The US says it hit 90 military targets, some near the Strait. Iran says 14 people have been killed in the past two days.
State media also reported that targets near the Bushehr nuclear power plant were hit, citing the deputy governor of the province. The US has not commented on the latest strikes.
Iran said it targeted US assets in Kuwait, Bahrain and Qatar in response. Later on Thursday, Tehran launched more strikes on sites in Kuwait, Jordan and Iraq, state-linked media reported.
Separately, huge crowds gathered as Iran’s late supreme leader, Ayatollah Ali Khamenei, was buried after six days of funeral events.
Crowds massed on the streets of Mashhad in north-eastern Iran waving Iranian flags, while some were pictured holding signs carrying death threats directed at US President Donald Trump.
Khamenei was killed on 28 February during the first hours of US and Israeli strikes against Iran.
Iran’s foreign ministry denounced the latest US strikes as a “grave war crime”, describing the US administration as “evil and psychopathic”
Bridges and a railway route connecting Tehran to the city of Mashhad, where the late supreme leader’s funeral is being held, were also damaged, the foreign ministry said.
Iran’s health ministry said 14 people had been killed and 78 people injured across five provinces.
Gulf nations reported Iranian attacks following the US strikes, with explosions in Bahrain’s capital Manama, Kuwait intercepting missiles and drones, and Qatar issuing a security alert.
Later on Thursday, explosions were heard in Iran’s southern port of Konarak, with a local official telling Iran’s official news agency a navy site was attacked by an “enemy”.
However a US defence official told the BBC it had not carried out any strikes in Iran in recent hours.
Iran’s parliamentary speaker Mohammad Bagher Ghalibaf, who is also the country’s chief negotiator with the US, said on X that America “still hasn’t learned that bullying and breaking promises are no longer cost-free”.
“Let me put it plainly: if you strike, you’ll get hit,” he wrote, adding that the Strait of Hormuz will only open under Iranian arrangements – not “American threats”.
US Central Command (Centcom) said the most recent round of strikes was carried out to “further degrade Iran’s ability to attack commercial shipping and innocent civilian mariners” in the vital waterway.
In a statement, it said it had struck 90 Iranian military targets, which included air defense systems and military logistics infrastructure along Iran’s coastline.

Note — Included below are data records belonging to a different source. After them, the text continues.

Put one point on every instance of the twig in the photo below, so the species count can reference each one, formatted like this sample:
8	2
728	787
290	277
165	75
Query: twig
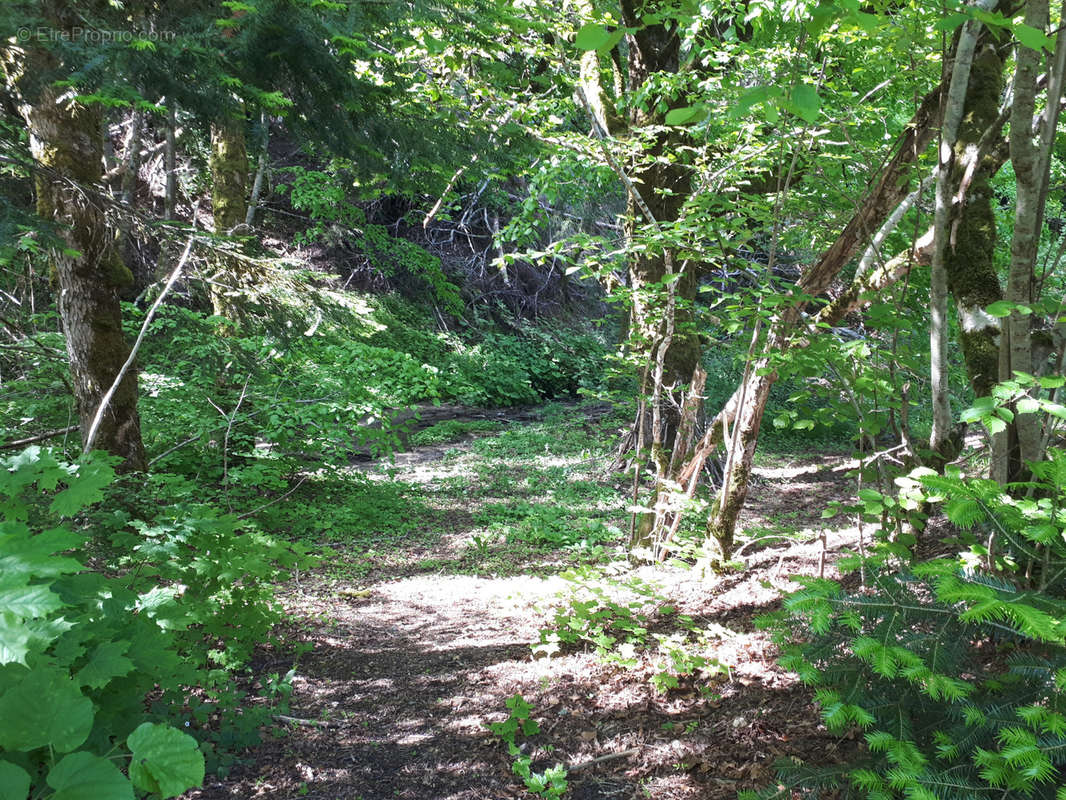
276	499
91	436
607	757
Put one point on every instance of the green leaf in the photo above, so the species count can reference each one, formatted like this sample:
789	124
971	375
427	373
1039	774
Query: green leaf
85	489
85	777
685	115
108	661
14	782
30	602
592	36
950	22
805	102
1033	37
165	761
15	638
45	709
1028	405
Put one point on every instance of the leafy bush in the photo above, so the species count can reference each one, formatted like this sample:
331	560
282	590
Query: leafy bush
94	623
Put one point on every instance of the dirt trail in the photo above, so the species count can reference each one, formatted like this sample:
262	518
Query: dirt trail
406	669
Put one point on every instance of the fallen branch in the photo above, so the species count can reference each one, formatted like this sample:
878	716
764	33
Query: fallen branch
38	437
91	436
301	721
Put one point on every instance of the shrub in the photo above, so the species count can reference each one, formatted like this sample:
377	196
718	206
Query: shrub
953	669
93	623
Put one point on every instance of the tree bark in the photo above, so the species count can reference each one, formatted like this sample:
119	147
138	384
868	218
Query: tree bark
229	177
664	185
953	106
66	142
170	159
748	402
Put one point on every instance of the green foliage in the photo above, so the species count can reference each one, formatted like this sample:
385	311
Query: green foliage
544	525
333	216
80	650
180	604
551	783
451	430
953	669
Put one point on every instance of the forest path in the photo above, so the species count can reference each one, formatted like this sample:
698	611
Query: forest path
419	639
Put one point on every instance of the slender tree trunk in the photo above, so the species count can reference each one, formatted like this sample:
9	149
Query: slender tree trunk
1031	160
170	160
664	185
257	185
132	157
953	106
66	142
229	177
748	402
969	259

“The latest strikes follow successful execution of offensive strikes in Iran the night before,” Centcom added.
Phil Belcher, marine director at Intertanko, an international organisation for independent tanker owners, said the number of ships travelling through the Strait via the southern route closer to Oman was now in “single figures” following the step up in hostilities.
Belcher added that the overall daily figure of about 30 ships was down from about 70 a week ago and well below the normal number of 130 ships that was seen before the Iran war began earlier this year.
He told BBC Radio 4’s Today programme that there had been an “exuberance of optimism” around shipping in the region following the signing of the memorandum of understanding between Iran and the US last month, but now the mood has changed.
“This cycle of violence, this cycle of up-and-down, positive-negative news, it’s having an enormous impact both on business [and] on the seafarers themselves,” he said.